There are many other tests in PerformanceTests you could run.  You can look at my comment on bug 97494 for other tests which showed MaskPtr as hot.

The profiles in bug 97494 came from an experimental --profile flag which I'm adding to run-perf-tests as part of bug 99517.  If you want you can apply the patch from there, but given that it's only ever been tested on my machine, it's highly likely it won't work for you out of the box (Also requires apt-get install google-perftools or prodaccess to the shared pprof binary).

In any case, just run a couple run-perf-tests tests, and comment about the change or lack there of.  Just showing that you did some minor perf testing, is all I really care about.  The bots will catch if we did anything horribly wrong. :)
------- Comment #10 From 2012-10-30 15:20:19 PST -------
Your instinct to fix the assembler is good, but I think we generally lean on the profile/benchmark data first (which is I think what Ojan is trying to say)
------- Comment #11 From 2012-10-30 15:20:51 PST -------
I forgot to list a second build step in my steps I gave you above, but I'm sure you'll figure it out. :)
------- Comment #12 From 2012-10-30 16:16:48 PST -------
Created an attachment (id=171543) [details]
Patch
------- Comment #13 From 2012-10-30 16:18:04 PST -------
(From update of attachment 171543 [details])
Thanks.  This sort of ChangeLog information is really useful!
------- Comment #14 From 2012-10-30 16:41:30 PST -------
Well, Eric and I are vaguely embarrassed because we now think that MaskPtr in the profiles in fact refers to tcmalloc's MaskPtr in the anonymous namespace.
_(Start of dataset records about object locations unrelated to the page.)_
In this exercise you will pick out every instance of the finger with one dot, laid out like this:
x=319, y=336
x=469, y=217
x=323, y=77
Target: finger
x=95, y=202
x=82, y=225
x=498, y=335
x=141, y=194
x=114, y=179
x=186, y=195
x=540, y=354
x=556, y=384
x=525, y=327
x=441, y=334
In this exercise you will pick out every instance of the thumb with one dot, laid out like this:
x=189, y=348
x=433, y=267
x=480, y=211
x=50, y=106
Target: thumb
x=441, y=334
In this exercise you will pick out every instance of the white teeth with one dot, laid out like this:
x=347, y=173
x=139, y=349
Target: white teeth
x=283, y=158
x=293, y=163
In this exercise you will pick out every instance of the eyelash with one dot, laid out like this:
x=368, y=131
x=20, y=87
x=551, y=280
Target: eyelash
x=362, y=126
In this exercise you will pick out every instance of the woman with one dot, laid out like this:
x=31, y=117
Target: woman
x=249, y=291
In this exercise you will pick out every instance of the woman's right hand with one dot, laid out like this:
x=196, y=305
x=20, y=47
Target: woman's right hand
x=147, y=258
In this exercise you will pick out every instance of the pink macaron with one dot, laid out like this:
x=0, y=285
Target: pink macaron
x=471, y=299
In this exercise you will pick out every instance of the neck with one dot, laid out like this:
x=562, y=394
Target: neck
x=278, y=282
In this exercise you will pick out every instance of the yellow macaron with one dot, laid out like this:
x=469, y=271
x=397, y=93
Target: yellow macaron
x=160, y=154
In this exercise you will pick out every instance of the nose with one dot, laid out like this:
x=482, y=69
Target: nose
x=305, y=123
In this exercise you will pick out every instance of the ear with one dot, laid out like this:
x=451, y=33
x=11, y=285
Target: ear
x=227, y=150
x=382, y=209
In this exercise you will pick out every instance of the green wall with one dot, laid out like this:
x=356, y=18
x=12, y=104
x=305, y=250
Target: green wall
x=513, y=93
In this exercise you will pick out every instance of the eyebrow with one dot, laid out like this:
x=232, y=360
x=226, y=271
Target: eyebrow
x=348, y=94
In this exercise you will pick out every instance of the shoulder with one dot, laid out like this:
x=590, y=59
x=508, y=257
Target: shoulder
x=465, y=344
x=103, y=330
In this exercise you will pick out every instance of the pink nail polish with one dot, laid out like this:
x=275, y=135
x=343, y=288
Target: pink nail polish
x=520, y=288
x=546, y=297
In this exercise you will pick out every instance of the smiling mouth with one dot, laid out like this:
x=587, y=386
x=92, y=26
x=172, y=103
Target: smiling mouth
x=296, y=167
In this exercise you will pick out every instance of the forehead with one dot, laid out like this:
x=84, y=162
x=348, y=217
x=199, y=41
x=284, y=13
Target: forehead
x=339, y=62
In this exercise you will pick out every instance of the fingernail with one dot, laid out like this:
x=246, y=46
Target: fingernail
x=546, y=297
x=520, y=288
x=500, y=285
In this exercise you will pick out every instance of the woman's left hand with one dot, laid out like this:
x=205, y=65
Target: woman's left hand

If this were the RenderArena MaskPtr, we'd expect to have seen WebCore::MaskPtr.

Still, if MaskPtr is hot in tcmalloc, there's probably another benchmark we've fixed that would have been hot in RenderArena.
------- Comment #15 From 2012-10-30 18:10:32 PST -------
(From update of attachment 171543 [details])
Clearing flags on attachment: 171543

Committed r132970: <http://trac.webkit.org/changeset/132970>
------- Comment #16 From 2012-10-30 18:10:36 PST -------
All reviewed patches have been landed.  Closing bug.